Lo sguardo assassino e ricco di carica agonistica di capitan Di Lorenzo e compagni fa capire subito al Cagliari chi comanda. Contrasti duri ma leali: il Napoli lascia intendere a tutti che vuole prendersi la gloria eterna, scrivere la storia e lasciarla leggere agli altri. Ovviamente le cose più belle sono quelle più sudate: Inter in vantaggio, Napoli fermo sullo 0-0 e bloccato dalle parate dell’estremo difensore sardo Sherri su Rrahmani prima, Gilmour e Spinazzola poi. I fantasmi di cui sopra iniziano timidamente ad aleggiare. Per pochissimo però, poichè ogni squadra, ogni popolo, ogni racconto destinato ad un finale positivo ha un uomo della provvidenza: e come non poteva esserlo Scott McTominay dopo la stagione in doppia cifra (12 gol) , da trascinatore vero, vissuta al primo anno di Napoli? D’altronde lo aveva detto nel video di presentazione: “io sono qui per vincere non per fare foto e video” con quel fare che solo i british hanno. Sforbiciata su un cross perfetto di Politano e palla in rete. 1-0 al Cagliari. Tripudio di festa e fumogeni al Maradona. La partita nei minuti precedenti all’intervallo è impresa ardua vederla. Una cappa di fumogeni avvolge il terreno di gioco, con i bomboni all’esterno dello stadio ad accompagnare i cori stordenti all’interno. Mai Napoli era stata così convinta di esser vicina al traguardo del quarto tricolore. Lo stesso scozzese dirà “I’m so happy guys” al fischio finale.
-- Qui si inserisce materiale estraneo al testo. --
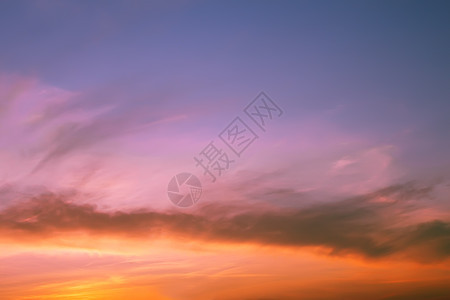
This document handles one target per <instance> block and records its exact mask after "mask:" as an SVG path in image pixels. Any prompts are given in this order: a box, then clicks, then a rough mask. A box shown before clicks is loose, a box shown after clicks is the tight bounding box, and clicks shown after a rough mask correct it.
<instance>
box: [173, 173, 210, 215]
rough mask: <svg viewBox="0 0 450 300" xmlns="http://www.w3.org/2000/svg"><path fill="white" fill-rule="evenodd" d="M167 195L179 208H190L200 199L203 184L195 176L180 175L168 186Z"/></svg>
mask: <svg viewBox="0 0 450 300" xmlns="http://www.w3.org/2000/svg"><path fill="white" fill-rule="evenodd" d="M167 194H168V195H169V199H170V200H171V201H172V202H173V204H175V205H177V206H179V207H189V206H192V205H194V204H195V203H196V202H197V201H198V200H199V199H200V196H201V195H202V184H201V183H200V180H199V179H198V178H197V177H196V176H195V175H193V174H191V173H180V174H177V175H175V176H174V177H172V179H171V180H170V182H169V185H168V186H167Z"/></svg>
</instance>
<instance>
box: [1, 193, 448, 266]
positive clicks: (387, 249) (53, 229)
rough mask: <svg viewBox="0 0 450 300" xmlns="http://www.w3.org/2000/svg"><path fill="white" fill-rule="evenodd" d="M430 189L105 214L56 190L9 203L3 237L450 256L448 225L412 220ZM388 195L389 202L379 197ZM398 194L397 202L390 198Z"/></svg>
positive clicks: (142, 210) (345, 253)
mask: <svg viewBox="0 0 450 300" xmlns="http://www.w3.org/2000/svg"><path fill="white" fill-rule="evenodd" d="M430 191H431V188H430V187H425V188H417V187H414V186H413V185H411V184H404V185H398V186H392V187H389V188H386V189H382V190H379V191H376V192H374V193H371V194H367V195H364V196H360V197H355V198H351V199H347V200H343V201H338V202H332V203H322V204H317V205H313V206H310V207H306V208H302V209H295V210H267V209H265V210H261V211H259V210H258V208H257V207H255V208H254V210H253V211H248V210H247V211H246V212H242V211H245V210H238V209H237V207H231V206H230V207H227V206H226V205H220V204H208V205H205V206H203V207H201V208H200V209H199V210H198V211H197V212H196V213H185V212H156V211H145V210H140V211H132V212H121V211H118V212H114V213H110V212H102V211H100V210H98V209H96V208H95V207H94V206H92V205H79V204H76V203H74V202H70V201H69V200H68V199H64V197H62V196H58V195H54V194H44V195H41V196H39V197H36V198H33V199H31V200H29V201H26V202H23V203H21V204H17V205H14V206H11V207H9V208H7V209H5V210H3V211H2V212H1V214H0V224H1V228H2V235H3V236H10V237H18V238H20V236H22V235H28V236H32V237H33V236H34V237H36V238H39V239H40V238H43V237H51V236H52V235H55V234H56V235H57V234H61V233H65V232H69V231H80V230H81V231H83V232H86V233H88V234H92V235H108V236H109V235H120V236H129V237H133V238H140V237H142V238H147V237H148V236H149V235H151V236H164V235H169V236H171V235H176V236H179V237H185V238H189V239H193V240H203V241H211V240H214V241H221V242H232V243H247V242H248V243H257V244H265V245H274V246H277V245H278V246H290V247H301V246H323V247H325V248H329V249H330V252H329V253H330V254H332V255H344V254H359V255H362V256H364V257H367V258H382V257H387V256H391V255H396V254H400V255H401V254H405V255H406V256H408V257H409V258H412V259H414V260H417V261H420V262H433V261H440V260H444V259H446V258H448V256H449V255H450V222H449V220H448V219H445V220H438V219H434V220H425V221H423V222H417V221H416V222H413V223H411V222H409V221H408V215H409V214H411V213H412V212H414V211H416V210H420V208H418V207H415V206H416V204H412V203H413V199H418V198H426V197H427V195H428V194H429V192H430ZM386 197H389V198H390V199H391V200H390V201H379V199H385V198H386ZM392 199H394V200H392Z"/></svg>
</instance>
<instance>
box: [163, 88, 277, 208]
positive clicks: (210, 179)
mask: <svg viewBox="0 0 450 300" xmlns="http://www.w3.org/2000/svg"><path fill="white" fill-rule="evenodd" d="M243 112H244V113H245V116H244V118H241V117H240V116H236V117H235V118H234V119H233V121H231V123H230V124H228V126H226V127H225V128H224V129H223V130H222V132H220V133H219V134H218V137H219V139H220V141H221V143H222V144H223V145H224V146H225V149H230V150H231V155H229V154H228V153H227V152H226V151H225V149H224V148H223V147H221V146H218V145H217V143H216V144H215V143H214V141H211V142H210V143H209V144H207V145H206V146H205V147H204V148H203V149H202V150H201V151H200V152H199V153H198V154H197V155H196V156H194V161H195V163H196V164H195V166H196V167H197V168H201V169H202V170H203V175H204V176H207V177H208V178H209V179H210V180H211V182H213V183H214V182H216V180H217V177H220V176H222V174H223V173H224V172H225V171H227V170H229V169H230V167H231V166H232V164H234V163H235V162H236V160H237V159H239V158H240V157H241V155H242V153H244V151H245V150H247V149H248V148H249V147H250V145H251V144H253V142H255V141H256V140H257V139H258V138H259V136H258V134H257V133H256V131H257V130H259V132H262V134H264V133H265V132H266V130H267V126H268V125H269V124H270V123H271V122H272V121H273V120H274V119H275V118H279V117H280V116H281V115H282V114H283V111H282V110H281V108H280V107H279V106H278V105H277V104H276V103H275V102H274V101H273V100H272V99H270V98H269V96H267V95H266V94H265V93H264V92H261V93H259V95H258V96H257V97H256V98H255V99H254V100H253V101H252V102H250V104H248V105H247V106H246V107H245V108H244V110H243ZM245 117H246V118H247V119H250V120H252V121H253V122H254V123H255V124H256V126H255V124H252V123H251V122H250V125H253V126H250V125H249V124H247V123H246V122H245V120H244V119H245ZM201 193H202V188H201V183H200V180H199V179H198V178H197V177H195V176H194V175H192V174H191V173H181V174H178V175H176V176H174V177H173V178H172V180H171V181H170V182H169V186H168V195H169V199H170V200H171V201H172V202H173V203H174V204H175V205H177V206H179V207H189V206H192V205H194V204H195V203H196V202H197V201H198V200H199V199H200V196H201Z"/></svg>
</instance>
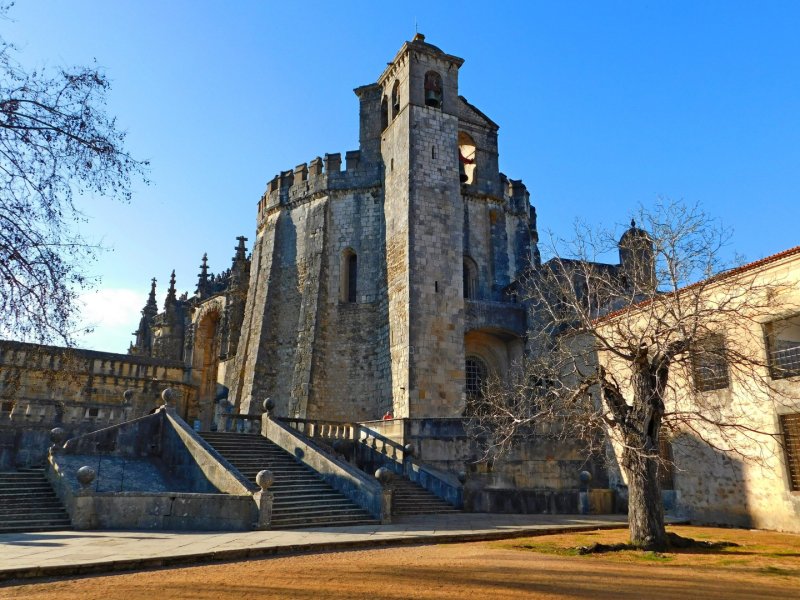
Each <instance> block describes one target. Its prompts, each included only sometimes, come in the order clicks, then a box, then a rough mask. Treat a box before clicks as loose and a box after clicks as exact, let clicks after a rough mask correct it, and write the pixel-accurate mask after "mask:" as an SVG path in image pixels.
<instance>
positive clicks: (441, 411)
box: [378, 34, 464, 418]
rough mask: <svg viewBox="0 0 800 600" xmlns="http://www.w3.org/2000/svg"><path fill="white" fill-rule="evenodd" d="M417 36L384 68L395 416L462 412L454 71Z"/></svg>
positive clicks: (385, 172)
mask: <svg viewBox="0 0 800 600" xmlns="http://www.w3.org/2000/svg"><path fill="white" fill-rule="evenodd" d="M463 62H464V61H463V60H462V59H461V58H458V57H455V56H451V55H448V54H445V53H444V52H443V51H441V50H440V49H439V48H437V47H436V46H433V45H431V44H428V43H426V42H425V38H424V36H422V35H421V34H418V35H417V36H416V37H415V38H414V40H413V41H411V42H407V43H406V44H404V45H403V47H402V48H401V49H400V51H399V52H398V53H397V56H396V57H395V58H394V60H393V61H392V62H391V63H390V64H389V66H388V68H387V69H386V70H385V71H384V72H383V74H382V75H381V77H380V79H379V80H378V84H379V85H380V86H381V88H382V90H383V99H382V104H381V106H382V125H383V126H384V129H383V133H382V136H381V154H382V157H383V163H384V168H385V209H384V210H385V220H386V260H387V283H388V304H389V311H388V312H389V330H390V341H389V345H390V354H391V368H392V388H393V389H392V397H393V403H394V416H395V417H411V418H415V417H449V416H459V415H460V414H461V412H462V410H463V381H464V301H463V263H462V260H463V257H462V247H463V222H464V205H463V198H462V196H461V193H460V185H461V184H460V180H459V150H458V131H459V127H458V116H457V107H458V101H459V99H458V70H459V68H460V67H461V65H462V64H463Z"/></svg>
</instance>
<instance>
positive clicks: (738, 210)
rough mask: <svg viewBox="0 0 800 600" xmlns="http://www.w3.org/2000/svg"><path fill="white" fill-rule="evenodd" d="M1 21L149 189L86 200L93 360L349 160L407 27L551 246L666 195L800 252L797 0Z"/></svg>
mask: <svg viewBox="0 0 800 600" xmlns="http://www.w3.org/2000/svg"><path fill="white" fill-rule="evenodd" d="M10 17H11V19H12V20H11V21H5V22H0V27H2V32H3V35H4V37H6V39H8V40H10V41H13V42H15V43H16V44H17V45H18V46H19V47H20V49H21V53H22V60H23V62H24V63H26V64H27V65H31V66H39V65H43V64H44V65H49V66H51V67H59V66H62V65H74V64H87V63H89V62H91V61H92V60H95V59H96V60H97V62H98V64H99V65H101V66H102V67H103V68H104V69H105V70H106V72H107V74H108V75H109V76H110V78H111V80H112V82H113V89H112V92H111V96H110V98H109V108H110V110H111V112H113V113H114V114H116V115H117V117H118V119H119V122H120V124H121V125H122V126H123V127H124V128H125V129H126V130H127V131H128V135H129V138H128V139H129V147H130V149H131V151H132V152H133V153H134V155H136V156H138V157H141V158H147V159H149V160H150V161H151V162H152V171H151V179H152V184H151V185H150V186H146V187H145V186H139V187H137V189H136V193H135V196H134V199H133V201H132V202H131V203H130V204H129V205H123V204H119V203H112V202H107V201H104V200H103V199H102V198H85V199H83V202H82V205H81V206H82V208H83V210H84V211H85V212H86V213H87V214H88V215H90V217H91V220H90V222H89V223H87V224H85V225H83V228H84V232H85V233H86V234H87V235H88V236H89V237H90V238H91V239H93V240H99V241H102V242H103V243H104V244H105V245H106V246H107V247H109V248H110V250H109V251H108V252H106V253H104V254H103V255H102V256H101V257H100V260H99V261H98V262H97V264H95V265H93V266H92V267H91V268H92V272H93V273H95V274H97V275H98V276H100V277H101V278H102V281H101V283H100V285H99V286H98V289H97V291H95V292H92V293H90V294H89V295H87V297H86V300H87V310H86V319H87V322H89V323H93V324H95V325H96V331H95V333H94V334H92V335H91V336H89V337H87V338H84V339H83V340H82V342H81V345H83V346H86V347H91V348H98V349H104V350H109V351H116V352H123V351H125V350H126V348H127V345H128V342H129V341H130V339H131V337H130V336H129V333H130V332H131V331H133V330H134V329H135V327H136V324H137V322H138V318H139V310H140V309H141V307H142V306H143V304H144V302H145V300H146V297H147V292H148V289H149V280H150V278H151V277H153V276H155V277H157V278H158V281H159V303H161V302H163V297H164V294H165V292H166V285H167V282H168V279H169V273H170V271H171V270H172V269H173V268H174V269H176V271H177V278H178V286H179V288H180V289H181V290H186V291H189V292H190V293H191V292H192V291H193V290H194V285H195V282H196V275H197V272H198V266H199V264H200V259H201V257H202V255H203V252H208V255H209V265H210V267H211V269H212V270H213V271H219V270H223V269H225V268H227V267H228V266H229V265H230V260H231V257H232V256H233V249H234V246H235V243H236V241H235V238H236V236H237V235H242V234H243V235H246V236H247V237H249V238H250V240H251V243H252V239H253V238H254V234H255V208H256V202H257V201H258V199H259V197H260V195H261V193H262V192H263V190H264V187H265V185H266V182H267V181H268V180H269V179H271V178H272V177H273V176H274V175H275V174H276V173H277V172H278V171H280V170H286V169H290V168H293V167H294V166H295V165H297V164H299V163H301V162H305V161H308V160H311V159H312V158H314V157H315V156H318V155H320V156H321V155H324V154H325V153H326V152H342V153H344V152H345V151H346V150H351V149H355V148H357V147H358V103H357V99H356V97H355V95H354V94H353V92H352V90H353V88H355V87H357V86H359V85H363V84H365V83H370V82H373V81H375V79H376V78H377V77H378V76H379V75H380V73H381V72H382V70H383V68H384V67H385V65H386V62H387V61H389V60H391V59H392V58H393V57H394V55H395V53H396V51H397V50H398V49H399V48H400V46H401V45H402V43H403V42H404V41H406V40H409V39H411V38H412V37H413V35H414V27H415V21H416V22H417V23H418V26H419V31H420V32H422V33H424V34H425V35H426V38H427V41H429V42H431V43H433V44H435V45H437V46H439V47H441V48H442V49H443V50H444V51H446V52H448V53H450V54H455V55H457V56H461V57H463V58H464V59H465V61H466V62H465V63H464V66H463V67H462V68H461V72H460V93H461V94H462V95H464V96H465V97H466V98H467V99H468V100H469V101H470V102H471V103H472V104H474V105H476V106H478V107H479V108H480V109H481V110H482V111H483V112H485V113H486V114H487V115H489V116H490V117H491V118H492V119H493V120H494V121H496V122H497V123H498V124H499V125H500V165H501V170H502V171H503V172H505V173H506V174H507V175H508V176H509V177H512V178H515V179H518V178H521V179H523V180H524V181H525V183H526V184H527V186H528V189H529V191H530V192H531V199H532V202H533V204H534V205H535V206H536V208H537V211H538V214H539V227H540V231H543V232H546V231H548V230H550V231H552V232H554V233H555V234H556V235H565V236H568V235H569V232H570V230H571V227H572V223H573V221H574V220H575V219H576V218H581V219H583V220H584V221H586V222H588V223H590V224H594V223H597V224H603V225H606V226H614V225H616V224H623V223H626V222H627V221H628V220H629V219H630V216H631V214H632V213H633V212H635V210H636V208H637V207H638V205H639V204H644V205H648V204H651V203H653V202H654V201H655V200H656V199H657V198H658V197H659V196H661V197H666V198H672V199H683V200H685V201H687V202H691V203H694V202H698V203H700V204H701V205H702V206H703V208H704V209H705V210H706V211H707V212H708V213H710V214H711V215H713V216H715V217H719V218H720V219H721V220H722V222H723V223H724V224H725V225H727V226H729V227H731V228H732V229H733V231H734V235H733V238H732V243H731V248H730V252H731V254H733V252H734V251H735V252H738V253H740V254H742V255H743V256H744V257H745V258H746V259H748V260H754V259H757V258H760V257H762V256H765V255H768V254H772V253H775V252H779V251H781V250H783V249H786V248H789V247H791V246H795V245H797V244H798V243H800V235H798V224H800V219H798V217H800V208H798V199H800V35H798V31H800V3H796V2H786V3H779V2H759V3H756V2H748V3H737V2H519V3H513V2H509V3H502V2H497V3H491V4H490V3H488V2H470V1H468V0H461V1H459V2H442V1H437V2H413V1H409V2H404V3H398V2H385V3H383V2H374V1H373V2H347V1H339V2H313V1H304V2H302V3H288V2H203V1H200V0H195V1H192V2H188V1H185V2H181V1H171V2H155V1H152V2H151V1H144V0H139V1H137V2H133V1H124V0H114V1H113V2H108V1H104V2H101V1H96V2H95V1H93V2H89V1H80V0H72V1H70V2H56V1H54V0H39V1H34V0H31V1H27V2H25V1H22V2H19V3H18V5H17V6H15V7H14V8H13V9H12V10H11V13H10Z"/></svg>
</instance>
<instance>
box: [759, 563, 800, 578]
mask: <svg viewBox="0 0 800 600" xmlns="http://www.w3.org/2000/svg"><path fill="white" fill-rule="evenodd" d="M758 572H759V573H761V574H762V575H778V576H779V577H798V576H800V571H798V570H797V569H783V568H781V567H774V566H771V565H770V566H766V567H761V568H760V569H759V570H758Z"/></svg>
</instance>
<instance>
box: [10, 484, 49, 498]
mask: <svg viewBox="0 0 800 600" xmlns="http://www.w3.org/2000/svg"><path fill="white" fill-rule="evenodd" d="M52 489H53V488H52V487H51V486H50V484H49V483H37V484H31V485H0V494H2V495H4V496H5V495H6V494H8V495H12V494H39V493H42V492H49V491H52Z"/></svg>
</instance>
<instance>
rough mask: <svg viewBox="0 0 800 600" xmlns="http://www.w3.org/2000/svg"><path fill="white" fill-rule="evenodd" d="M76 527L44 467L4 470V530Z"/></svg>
mask: <svg viewBox="0 0 800 600" xmlns="http://www.w3.org/2000/svg"><path fill="white" fill-rule="evenodd" d="M64 529H72V524H71V523H70V520H69V516H68V515H67V512H66V511H65V510H64V506H63V505H62V504H61V501H60V500H59V499H58V497H57V496H56V495H55V492H53V488H52V486H51V485H50V482H49V481H47V477H45V474H44V469H26V470H21V471H10V472H0V533H18V532H27V531H58V530H64Z"/></svg>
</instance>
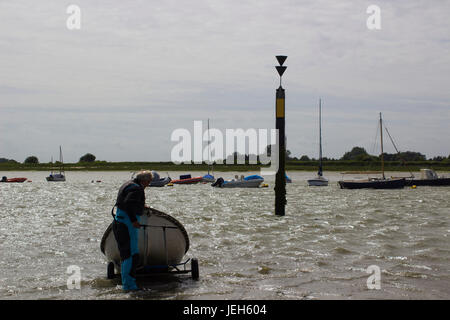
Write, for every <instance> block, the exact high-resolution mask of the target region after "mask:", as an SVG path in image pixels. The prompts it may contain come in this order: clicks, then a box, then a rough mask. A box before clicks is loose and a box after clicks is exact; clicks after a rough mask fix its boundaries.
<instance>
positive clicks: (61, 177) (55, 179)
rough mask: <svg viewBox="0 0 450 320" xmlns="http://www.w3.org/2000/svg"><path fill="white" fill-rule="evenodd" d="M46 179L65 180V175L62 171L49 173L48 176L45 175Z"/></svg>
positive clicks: (52, 180) (64, 180) (62, 180)
mask: <svg viewBox="0 0 450 320" xmlns="http://www.w3.org/2000/svg"><path fill="white" fill-rule="evenodd" d="M45 179H47V181H55V182H56V181H66V176H65V175H64V174H62V173H51V174H50V175H49V176H48V177H45Z"/></svg>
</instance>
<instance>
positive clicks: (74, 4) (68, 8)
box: [66, 4, 81, 30]
mask: <svg viewBox="0 0 450 320" xmlns="http://www.w3.org/2000/svg"><path fill="white" fill-rule="evenodd" d="M66 13H67V14H70V16H69V17H68V18H67V20H66V27H67V29H69V30H80V29H81V9H80V7H79V6H77V5H76V4H71V5H70V6H68V7H67V9H66Z"/></svg>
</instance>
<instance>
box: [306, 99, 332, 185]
mask: <svg viewBox="0 0 450 320" xmlns="http://www.w3.org/2000/svg"><path fill="white" fill-rule="evenodd" d="M308 185H310V186H318V187H320V186H327V185H328V179H326V178H325V177H324V176H323V168H322V100H321V99H319V171H318V172H317V177H316V178H314V179H309V180H308Z"/></svg>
Ad inizio ripresa il gol del bistrattato leader Romelu Lukaku è il punto esclamativo su una festa annunciata. Con il suo strapotere fisico ed il suo sentenzioso mancino realizza forse il gol più bello del suo intero campionato. Sul più determinante ci sono pochi dubbi, ovviamente.
Cito Paolo Sorrentino, ringraziando Michele Cecere nel suo pezzo per Ultimo Uomo per avermi dato l’assist: il quarto Scudetto del Napoli è servito, esattamente come un amore giovanile, a regalarci «l’illusione della spensieratezza».
E per darvi una risposta all’interrogativo del titolo ebbene sì, 33 anni sono passati con la stessa velocità ed estasi che si provano nel bere un bicchiere d’acqua, Nanni Moretti insegna.